Women living with HIV also face particular challenges, as HIV stigma and gender inequality intersect and negatively impact their health. While health-care settings should be safe spaces, as many as one in three women living with HIV across 19 countries reported experiencing at least one form of discrimination related to their sexual and reproductive health in a health-care setting within the past 12 months. Health rights abuses documented by various studies include unauthorized disclosure of status, being advised to not have children, forced and coerced sterilization or termination of a pregnancy, denial of sexual and reproductive health services, and related psychological violence.









The gaps between the commitments made by all countries at the 2016 United Nations (UN) General Assembly High-Level Meeting on Ending AIDS and the progress achieved thus far reflect the many barriers faced by people living with HIV and those at risk of HIV infection. Multiple and intersecting other forms of discrimination—such as those based on income, race, age, ethnicity, disability, immigration status, sexual orientation and gender identity—are holding back HIV responses.

Gender inequality, underpinned by harmful gender norms and unequal power or relationship dynamics that reinforce notions of masculinity based on male control and strength and female vulnerability, continue to restrict women’s control in deciding how, when and with whom they have sex. It also shapes women’s use of HIV and other health services, and it limits their ability to lead lives that are free from violence. Calls for change are growing louder as women leaders and community mobilizers mark the 25th anniversary of the Beijing Declaration and Platform for Action.

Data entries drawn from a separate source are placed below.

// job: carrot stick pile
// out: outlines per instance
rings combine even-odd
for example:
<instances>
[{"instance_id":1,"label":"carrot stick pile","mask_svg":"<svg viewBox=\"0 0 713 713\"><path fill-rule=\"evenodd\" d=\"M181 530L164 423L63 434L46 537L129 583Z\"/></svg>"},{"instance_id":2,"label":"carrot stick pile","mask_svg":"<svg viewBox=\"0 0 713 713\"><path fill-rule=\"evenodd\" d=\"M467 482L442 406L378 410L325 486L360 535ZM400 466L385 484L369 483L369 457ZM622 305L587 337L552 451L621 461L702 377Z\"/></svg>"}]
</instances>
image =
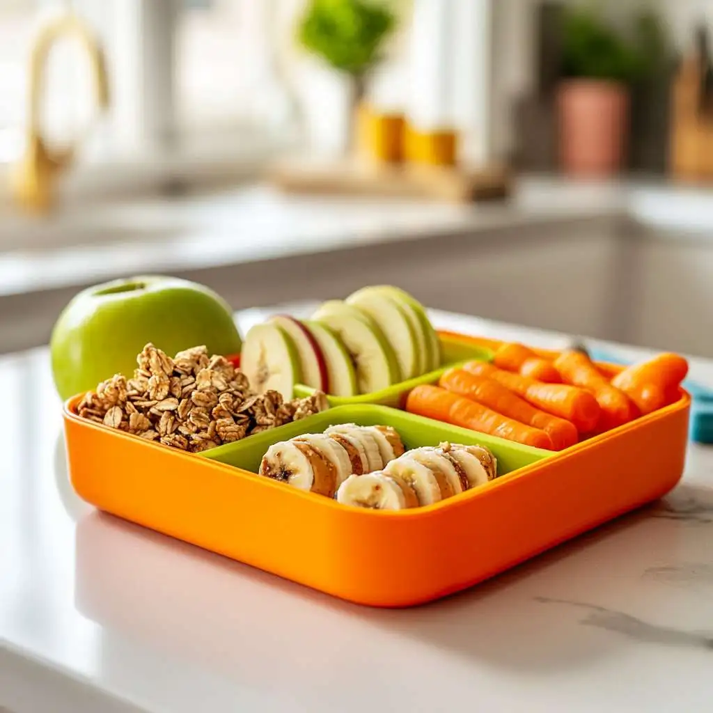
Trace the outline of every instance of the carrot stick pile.
<instances>
[{"instance_id":1,"label":"carrot stick pile","mask_svg":"<svg viewBox=\"0 0 713 713\"><path fill-rule=\"evenodd\" d=\"M575 350L548 359L506 343L409 394L406 410L535 448L561 451L677 401L686 360L663 354L613 378Z\"/></svg>"}]
</instances>

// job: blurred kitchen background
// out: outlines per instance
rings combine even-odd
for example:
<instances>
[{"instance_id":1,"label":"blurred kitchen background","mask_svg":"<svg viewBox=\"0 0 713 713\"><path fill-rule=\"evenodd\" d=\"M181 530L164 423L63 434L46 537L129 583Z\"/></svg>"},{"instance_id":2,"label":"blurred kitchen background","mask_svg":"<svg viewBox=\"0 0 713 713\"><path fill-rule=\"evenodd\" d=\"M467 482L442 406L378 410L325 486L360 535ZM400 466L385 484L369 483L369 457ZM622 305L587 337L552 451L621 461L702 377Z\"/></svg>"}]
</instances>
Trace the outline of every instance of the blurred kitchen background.
<instances>
[{"instance_id":1,"label":"blurred kitchen background","mask_svg":"<svg viewBox=\"0 0 713 713\"><path fill-rule=\"evenodd\" d=\"M79 289L713 356L712 0L0 0L0 351Z\"/></svg>"}]
</instances>

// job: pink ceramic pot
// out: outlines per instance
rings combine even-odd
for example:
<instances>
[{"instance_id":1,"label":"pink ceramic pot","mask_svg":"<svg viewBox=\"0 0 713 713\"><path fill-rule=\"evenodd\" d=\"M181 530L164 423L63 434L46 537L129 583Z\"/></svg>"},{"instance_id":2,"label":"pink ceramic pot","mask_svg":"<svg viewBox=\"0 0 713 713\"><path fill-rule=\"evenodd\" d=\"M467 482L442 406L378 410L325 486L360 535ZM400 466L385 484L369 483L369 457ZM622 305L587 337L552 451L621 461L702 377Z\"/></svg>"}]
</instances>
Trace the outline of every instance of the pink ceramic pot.
<instances>
[{"instance_id":1,"label":"pink ceramic pot","mask_svg":"<svg viewBox=\"0 0 713 713\"><path fill-rule=\"evenodd\" d=\"M558 90L560 162L565 173L603 178L622 167L629 93L622 84L578 79Z\"/></svg>"}]
</instances>

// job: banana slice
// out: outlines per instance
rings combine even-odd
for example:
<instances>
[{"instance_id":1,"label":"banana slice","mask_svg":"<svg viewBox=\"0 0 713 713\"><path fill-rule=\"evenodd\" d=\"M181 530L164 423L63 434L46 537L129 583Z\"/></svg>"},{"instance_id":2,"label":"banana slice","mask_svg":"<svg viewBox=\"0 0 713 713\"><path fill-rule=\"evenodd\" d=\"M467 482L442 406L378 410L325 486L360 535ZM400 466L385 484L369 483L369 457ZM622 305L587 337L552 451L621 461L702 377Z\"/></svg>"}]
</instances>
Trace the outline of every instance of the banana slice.
<instances>
[{"instance_id":1,"label":"banana slice","mask_svg":"<svg viewBox=\"0 0 713 713\"><path fill-rule=\"evenodd\" d=\"M471 488L484 485L497 477L495 456L483 446L443 443L440 448L461 464L468 476Z\"/></svg>"},{"instance_id":2,"label":"banana slice","mask_svg":"<svg viewBox=\"0 0 713 713\"><path fill-rule=\"evenodd\" d=\"M337 491L337 501L373 510L405 510L419 504L416 493L406 483L381 471L349 476Z\"/></svg>"},{"instance_id":3,"label":"banana slice","mask_svg":"<svg viewBox=\"0 0 713 713\"><path fill-rule=\"evenodd\" d=\"M368 431L376 441L379 446L379 452L381 454L381 460L385 466L396 458L396 452L394 446L389 442L389 438L384 434L383 431L380 431L376 426L365 426L364 429Z\"/></svg>"},{"instance_id":4,"label":"banana slice","mask_svg":"<svg viewBox=\"0 0 713 713\"><path fill-rule=\"evenodd\" d=\"M352 436L344 434L329 434L329 438L337 441L346 451L352 463L352 473L355 476L361 476L369 473L369 463L366 461L366 453L359 441Z\"/></svg>"},{"instance_id":5,"label":"banana slice","mask_svg":"<svg viewBox=\"0 0 713 713\"><path fill-rule=\"evenodd\" d=\"M404 446L404 441L401 441L401 436L396 429L391 426L370 426L369 428L374 431L378 431L384 435L384 438L389 441L389 445L394 449L394 456L395 458L404 455L406 448Z\"/></svg>"},{"instance_id":6,"label":"banana slice","mask_svg":"<svg viewBox=\"0 0 713 713\"><path fill-rule=\"evenodd\" d=\"M339 424L336 426L330 426L324 433L328 436L332 434L342 434L343 436L358 441L361 444L366 456L366 469L364 473L380 471L384 468L384 463L381 460L381 453L376 438L362 426L357 426L356 424Z\"/></svg>"},{"instance_id":7,"label":"banana slice","mask_svg":"<svg viewBox=\"0 0 713 713\"><path fill-rule=\"evenodd\" d=\"M456 473L458 473L458 479L461 482L461 492L464 493L466 491L468 490L471 487L471 481L468 480L468 473L466 473L465 469L463 466L458 463L458 459L453 458L453 454L450 452L446 452L440 448L434 449L439 455L443 456L443 458L446 458L453 467L456 470ZM453 488L455 491L455 488Z\"/></svg>"},{"instance_id":8,"label":"banana slice","mask_svg":"<svg viewBox=\"0 0 713 713\"><path fill-rule=\"evenodd\" d=\"M436 476L438 473L441 473L450 488L451 495L458 495L458 493L463 493L470 487L468 477L463 469L461 468L463 476L462 479L458 473L460 464L456 467L453 461L446 457L446 454L439 448L428 447L414 448L413 451L409 451L409 457L430 468ZM442 490L443 488L441 488ZM450 497L450 496L444 496L444 497Z\"/></svg>"},{"instance_id":9,"label":"banana slice","mask_svg":"<svg viewBox=\"0 0 713 713\"><path fill-rule=\"evenodd\" d=\"M274 443L262 456L260 475L299 490L332 498L337 490L337 468L319 451L304 441Z\"/></svg>"},{"instance_id":10,"label":"banana slice","mask_svg":"<svg viewBox=\"0 0 713 713\"><path fill-rule=\"evenodd\" d=\"M419 505L438 503L448 497L446 493L453 494L441 473L434 473L427 466L409 458L408 453L391 461L384 469L384 474L391 478L400 478L406 485L411 486L419 498Z\"/></svg>"},{"instance_id":11,"label":"banana slice","mask_svg":"<svg viewBox=\"0 0 713 713\"><path fill-rule=\"evenodd\" d=\"M337 487L339 488L354 472L349 453L342 443L323 434L304 434L291 438L293 442L304 441L324 456L334 466L337 473Z\"/></svg>"},{"instance_id":12,"label":"banana slice","mask_svg":"<svg viewBox=\"0 0 713 713\"><path fill-rule=\"evenodd\" d=\"M441 444L443 445L443 444ZM481 465L486 469L488 473L488 480L491 481L493 478L498 477L498 461L494 453L485 446L461 446L458 443L449 444L451 448L462 448L467 451L471 456L475 456Z\"/></svg>"}]
</instances>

For all genders, laws and policies aimed at discouraging or criminalizing individual behaviours—such as sex work, drug use and same-sex sexual relationships—can legitimize stigma and give license to discrimination and harassment. This isolates people who are at particularly high risk of acquiring HIV and hinders them from accessing the services they need, further elevating their risk of infection.

The COVID-19 pandemic threatens to magnify existing inequalities, including those related to gender and poverty. A rights-based and gender-responsive approach is needed to overcome these barriers. Empowering women in all of their diversity requires action on multiple fronts, from uprooting the harmful gender norms and patriarchal systems that perpetuate gender-based discrimination and violence, to confronting racism, providing comprehensive sexual and reproductive health services, keeping girls in school, achieving economic empowerment and reforming laws, policies and institutional practices. Securing the rights of all people creates an enabling environment for successful HIV responses, affirming the dignity and agency of individuals, creating more equitable access to services and leaving no one behind.